Promise me that after you read this item, you won’t pester Jay Leno’s staff with a boring idea that could put his late-night audience to sleep.
If you watch Leno, like I do, you know his “correspondents” travel far and wide to fun events where they can film whacky segments, from John Melendez going belly-to-belly with bikers at the Sturgis Motorcycle Rally to “Sopranos” man Steve Schirripa floor-hopping to see what’s being sold at Las Vegas conventions.
On Sept. 9-11, when the Toy & Game Inventors Forum meets in Orlando, Florida, Leno’s crew will be there, filming inventors with their most outlandish creations. When I first heard about the taping, I contacted Bob Keegan, director of the Toy & Game Industry Foundation, to find out how they pulled off the publicity coup.
The whole thing started last year when someone from Keegan’s staff called “The Tonight Show” on a whim, asked for a segment producer and was put through to a guy named Justin.
A crew visited the toy and game show for two days, interviewed several inventors, wrote the entire comedy sketch themselves, then packed up their equipment and headed back to Burbank, California, and aired the segment.
“As a result,” Bob said, “one of the guys got a 30,000-piece order for his toy within a couple of days.”
But the segment attracted more than just buyers. This year, someone from “The Late Show” with David Letterman called, asking if they, too, could send someone to the event.
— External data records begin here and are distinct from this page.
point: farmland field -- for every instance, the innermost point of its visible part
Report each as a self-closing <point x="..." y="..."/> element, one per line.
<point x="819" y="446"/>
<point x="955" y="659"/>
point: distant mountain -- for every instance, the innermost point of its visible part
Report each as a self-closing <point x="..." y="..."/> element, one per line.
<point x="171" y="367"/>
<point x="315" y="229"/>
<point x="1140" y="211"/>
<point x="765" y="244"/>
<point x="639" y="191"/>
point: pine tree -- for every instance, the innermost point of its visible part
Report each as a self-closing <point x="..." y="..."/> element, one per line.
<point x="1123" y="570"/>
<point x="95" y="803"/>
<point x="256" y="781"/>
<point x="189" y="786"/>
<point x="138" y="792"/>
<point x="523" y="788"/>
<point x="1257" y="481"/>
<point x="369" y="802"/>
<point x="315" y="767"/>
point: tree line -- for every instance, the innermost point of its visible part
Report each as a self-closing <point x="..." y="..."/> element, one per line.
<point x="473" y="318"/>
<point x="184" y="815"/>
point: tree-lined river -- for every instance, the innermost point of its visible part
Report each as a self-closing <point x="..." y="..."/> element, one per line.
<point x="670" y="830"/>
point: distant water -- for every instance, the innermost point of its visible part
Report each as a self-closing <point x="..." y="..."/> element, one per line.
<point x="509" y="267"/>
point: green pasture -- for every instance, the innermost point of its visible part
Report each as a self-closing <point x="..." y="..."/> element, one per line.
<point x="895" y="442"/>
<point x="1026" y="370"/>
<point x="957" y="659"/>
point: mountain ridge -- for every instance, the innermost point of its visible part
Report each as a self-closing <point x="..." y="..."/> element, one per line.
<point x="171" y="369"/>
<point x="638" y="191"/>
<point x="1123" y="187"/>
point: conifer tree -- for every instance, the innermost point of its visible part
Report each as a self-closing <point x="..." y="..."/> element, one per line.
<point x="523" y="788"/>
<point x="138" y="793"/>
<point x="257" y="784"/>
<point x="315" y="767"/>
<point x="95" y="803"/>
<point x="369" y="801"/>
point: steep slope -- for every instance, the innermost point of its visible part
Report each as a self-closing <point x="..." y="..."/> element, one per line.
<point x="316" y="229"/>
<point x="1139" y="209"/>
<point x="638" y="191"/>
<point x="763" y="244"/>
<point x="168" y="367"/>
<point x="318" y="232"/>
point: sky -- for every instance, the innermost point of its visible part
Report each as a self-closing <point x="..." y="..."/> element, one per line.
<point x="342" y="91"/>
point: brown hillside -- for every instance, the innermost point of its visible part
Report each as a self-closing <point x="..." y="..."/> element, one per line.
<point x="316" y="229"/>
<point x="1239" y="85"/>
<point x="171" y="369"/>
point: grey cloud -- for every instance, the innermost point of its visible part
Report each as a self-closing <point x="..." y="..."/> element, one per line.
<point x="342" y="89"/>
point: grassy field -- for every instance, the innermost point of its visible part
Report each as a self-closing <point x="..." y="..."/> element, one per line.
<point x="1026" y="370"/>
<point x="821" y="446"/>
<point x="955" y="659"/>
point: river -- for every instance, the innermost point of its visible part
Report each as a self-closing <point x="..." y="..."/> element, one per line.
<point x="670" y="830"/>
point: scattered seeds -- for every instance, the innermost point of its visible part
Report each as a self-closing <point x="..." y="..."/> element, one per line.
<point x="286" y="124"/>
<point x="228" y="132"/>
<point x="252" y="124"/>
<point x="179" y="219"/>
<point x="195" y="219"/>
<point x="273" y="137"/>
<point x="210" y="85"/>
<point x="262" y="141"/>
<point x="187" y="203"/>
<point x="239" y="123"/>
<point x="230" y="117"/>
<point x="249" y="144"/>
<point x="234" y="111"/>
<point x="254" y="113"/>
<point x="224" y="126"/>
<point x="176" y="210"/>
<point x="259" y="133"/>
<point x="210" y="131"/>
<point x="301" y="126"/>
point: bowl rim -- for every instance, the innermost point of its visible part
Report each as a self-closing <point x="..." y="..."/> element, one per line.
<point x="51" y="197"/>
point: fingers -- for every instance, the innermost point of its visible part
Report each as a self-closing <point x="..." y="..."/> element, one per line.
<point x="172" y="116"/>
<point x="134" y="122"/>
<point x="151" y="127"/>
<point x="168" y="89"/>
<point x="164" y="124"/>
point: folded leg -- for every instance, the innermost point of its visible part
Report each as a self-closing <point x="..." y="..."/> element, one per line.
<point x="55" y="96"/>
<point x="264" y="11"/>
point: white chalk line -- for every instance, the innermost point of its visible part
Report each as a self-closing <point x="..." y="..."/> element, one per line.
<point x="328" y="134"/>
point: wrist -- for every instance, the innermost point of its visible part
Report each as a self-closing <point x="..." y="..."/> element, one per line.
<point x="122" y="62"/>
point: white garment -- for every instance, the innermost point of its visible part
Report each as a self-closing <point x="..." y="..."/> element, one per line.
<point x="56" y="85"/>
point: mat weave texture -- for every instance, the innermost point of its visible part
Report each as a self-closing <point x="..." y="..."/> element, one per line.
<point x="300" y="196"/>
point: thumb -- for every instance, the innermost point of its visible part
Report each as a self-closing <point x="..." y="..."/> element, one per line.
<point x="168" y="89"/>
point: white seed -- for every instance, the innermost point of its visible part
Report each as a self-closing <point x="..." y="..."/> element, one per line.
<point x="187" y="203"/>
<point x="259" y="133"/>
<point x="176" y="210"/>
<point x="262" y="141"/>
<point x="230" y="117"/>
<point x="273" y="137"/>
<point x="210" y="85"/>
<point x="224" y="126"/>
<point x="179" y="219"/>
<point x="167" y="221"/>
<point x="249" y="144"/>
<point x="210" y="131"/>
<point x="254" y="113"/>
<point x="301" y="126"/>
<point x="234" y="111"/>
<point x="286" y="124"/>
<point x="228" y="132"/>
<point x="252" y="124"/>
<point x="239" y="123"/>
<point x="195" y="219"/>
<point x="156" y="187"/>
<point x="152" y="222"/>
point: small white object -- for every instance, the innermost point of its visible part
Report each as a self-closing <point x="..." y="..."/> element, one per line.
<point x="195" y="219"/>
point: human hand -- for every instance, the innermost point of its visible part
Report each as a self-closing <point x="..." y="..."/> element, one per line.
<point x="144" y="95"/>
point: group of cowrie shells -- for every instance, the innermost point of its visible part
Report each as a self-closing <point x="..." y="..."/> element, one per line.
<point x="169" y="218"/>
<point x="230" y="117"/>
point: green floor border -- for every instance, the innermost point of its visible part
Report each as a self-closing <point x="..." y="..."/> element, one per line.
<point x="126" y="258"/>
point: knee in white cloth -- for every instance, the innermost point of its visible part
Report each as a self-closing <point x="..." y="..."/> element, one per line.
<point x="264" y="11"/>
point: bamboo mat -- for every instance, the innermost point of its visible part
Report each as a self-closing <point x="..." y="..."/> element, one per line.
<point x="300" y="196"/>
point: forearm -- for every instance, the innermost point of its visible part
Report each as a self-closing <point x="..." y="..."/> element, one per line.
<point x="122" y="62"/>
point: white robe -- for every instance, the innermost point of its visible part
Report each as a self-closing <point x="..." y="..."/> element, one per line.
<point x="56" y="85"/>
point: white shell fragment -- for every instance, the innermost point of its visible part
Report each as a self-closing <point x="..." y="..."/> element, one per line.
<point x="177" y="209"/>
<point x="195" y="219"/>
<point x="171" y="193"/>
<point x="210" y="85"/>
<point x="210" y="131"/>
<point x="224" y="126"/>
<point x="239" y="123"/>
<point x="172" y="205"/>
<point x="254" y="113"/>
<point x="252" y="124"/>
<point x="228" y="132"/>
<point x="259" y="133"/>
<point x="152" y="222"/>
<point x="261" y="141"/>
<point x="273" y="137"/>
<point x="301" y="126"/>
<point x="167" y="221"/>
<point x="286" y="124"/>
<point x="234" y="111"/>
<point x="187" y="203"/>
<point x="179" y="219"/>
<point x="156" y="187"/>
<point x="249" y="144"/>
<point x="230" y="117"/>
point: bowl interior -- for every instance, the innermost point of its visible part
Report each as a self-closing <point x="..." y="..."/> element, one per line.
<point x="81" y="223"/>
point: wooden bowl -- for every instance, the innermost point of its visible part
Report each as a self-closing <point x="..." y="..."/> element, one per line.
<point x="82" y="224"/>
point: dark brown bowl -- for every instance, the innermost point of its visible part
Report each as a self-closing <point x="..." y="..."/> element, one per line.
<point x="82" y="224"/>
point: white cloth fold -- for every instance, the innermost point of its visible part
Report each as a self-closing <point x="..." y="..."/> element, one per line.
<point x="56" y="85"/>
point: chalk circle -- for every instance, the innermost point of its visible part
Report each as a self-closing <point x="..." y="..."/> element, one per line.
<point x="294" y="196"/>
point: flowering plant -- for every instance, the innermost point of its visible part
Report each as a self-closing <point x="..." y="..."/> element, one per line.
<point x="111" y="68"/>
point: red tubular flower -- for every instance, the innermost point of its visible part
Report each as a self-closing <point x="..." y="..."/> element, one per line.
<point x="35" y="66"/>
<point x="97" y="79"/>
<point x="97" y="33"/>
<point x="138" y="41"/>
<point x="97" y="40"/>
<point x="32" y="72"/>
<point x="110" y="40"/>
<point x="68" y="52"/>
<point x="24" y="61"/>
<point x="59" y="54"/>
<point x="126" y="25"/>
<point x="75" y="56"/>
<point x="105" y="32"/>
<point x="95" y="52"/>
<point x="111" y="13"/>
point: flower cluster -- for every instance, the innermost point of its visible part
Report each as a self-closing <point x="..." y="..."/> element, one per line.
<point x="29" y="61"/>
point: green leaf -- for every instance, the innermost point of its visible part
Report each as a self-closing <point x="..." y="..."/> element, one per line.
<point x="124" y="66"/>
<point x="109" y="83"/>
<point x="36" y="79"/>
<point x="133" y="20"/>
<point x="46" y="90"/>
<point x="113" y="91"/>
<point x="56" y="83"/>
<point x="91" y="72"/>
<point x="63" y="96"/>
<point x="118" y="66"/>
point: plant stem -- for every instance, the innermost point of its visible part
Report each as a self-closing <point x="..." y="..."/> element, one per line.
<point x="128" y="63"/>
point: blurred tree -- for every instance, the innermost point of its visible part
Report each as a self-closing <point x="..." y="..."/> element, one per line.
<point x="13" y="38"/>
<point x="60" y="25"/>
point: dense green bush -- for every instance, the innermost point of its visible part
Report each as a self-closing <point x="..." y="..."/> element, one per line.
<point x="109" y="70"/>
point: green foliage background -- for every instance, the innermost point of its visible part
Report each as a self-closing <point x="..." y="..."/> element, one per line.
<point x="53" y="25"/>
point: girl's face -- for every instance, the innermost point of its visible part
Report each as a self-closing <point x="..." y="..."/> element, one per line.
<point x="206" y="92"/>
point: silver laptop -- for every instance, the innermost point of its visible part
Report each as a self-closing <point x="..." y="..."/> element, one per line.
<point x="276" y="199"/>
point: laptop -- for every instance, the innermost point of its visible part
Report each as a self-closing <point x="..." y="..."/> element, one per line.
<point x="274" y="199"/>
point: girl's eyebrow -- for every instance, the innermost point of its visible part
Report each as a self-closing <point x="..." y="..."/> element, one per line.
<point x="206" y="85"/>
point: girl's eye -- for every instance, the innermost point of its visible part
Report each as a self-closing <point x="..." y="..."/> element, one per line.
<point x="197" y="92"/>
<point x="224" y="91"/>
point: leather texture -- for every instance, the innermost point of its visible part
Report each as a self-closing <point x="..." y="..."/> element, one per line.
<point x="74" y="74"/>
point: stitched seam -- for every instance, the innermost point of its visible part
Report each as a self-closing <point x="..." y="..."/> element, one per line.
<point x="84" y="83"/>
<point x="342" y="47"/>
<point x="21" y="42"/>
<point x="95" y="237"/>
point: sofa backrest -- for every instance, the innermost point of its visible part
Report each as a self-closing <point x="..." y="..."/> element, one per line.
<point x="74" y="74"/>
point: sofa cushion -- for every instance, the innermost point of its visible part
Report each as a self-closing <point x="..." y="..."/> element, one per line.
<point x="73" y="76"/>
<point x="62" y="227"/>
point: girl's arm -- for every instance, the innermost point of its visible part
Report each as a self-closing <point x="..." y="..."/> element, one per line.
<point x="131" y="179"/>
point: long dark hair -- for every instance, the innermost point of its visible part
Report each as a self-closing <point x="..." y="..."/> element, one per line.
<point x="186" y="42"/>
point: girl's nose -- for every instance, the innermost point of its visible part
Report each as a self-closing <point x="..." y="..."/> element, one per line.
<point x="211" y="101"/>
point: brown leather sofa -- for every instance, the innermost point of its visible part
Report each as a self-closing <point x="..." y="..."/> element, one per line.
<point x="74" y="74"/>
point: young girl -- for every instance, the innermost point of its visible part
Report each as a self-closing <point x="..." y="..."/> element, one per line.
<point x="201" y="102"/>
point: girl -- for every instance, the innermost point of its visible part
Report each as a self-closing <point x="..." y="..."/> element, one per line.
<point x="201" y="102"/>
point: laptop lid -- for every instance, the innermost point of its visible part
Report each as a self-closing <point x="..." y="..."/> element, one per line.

“We had to turn them down,” Bob said.
If you’re sponsoring a special event that seems like it’s custom-made for Leno or Letterman, keep these two late-night TV shows in mind. “The Tonight Show” also wants to hear about teens who can do weird stunts for its “Teenage Wasteland” segments.
Letterman, of course, is always on the lookout for four-legged Hounds and other pets for its “Stupid Pet and Human Trick” segments. They’re holding regional auditions during the next few months in Austin, Texas; Memphis, Tennessee; and Tulsa, Oklahoma.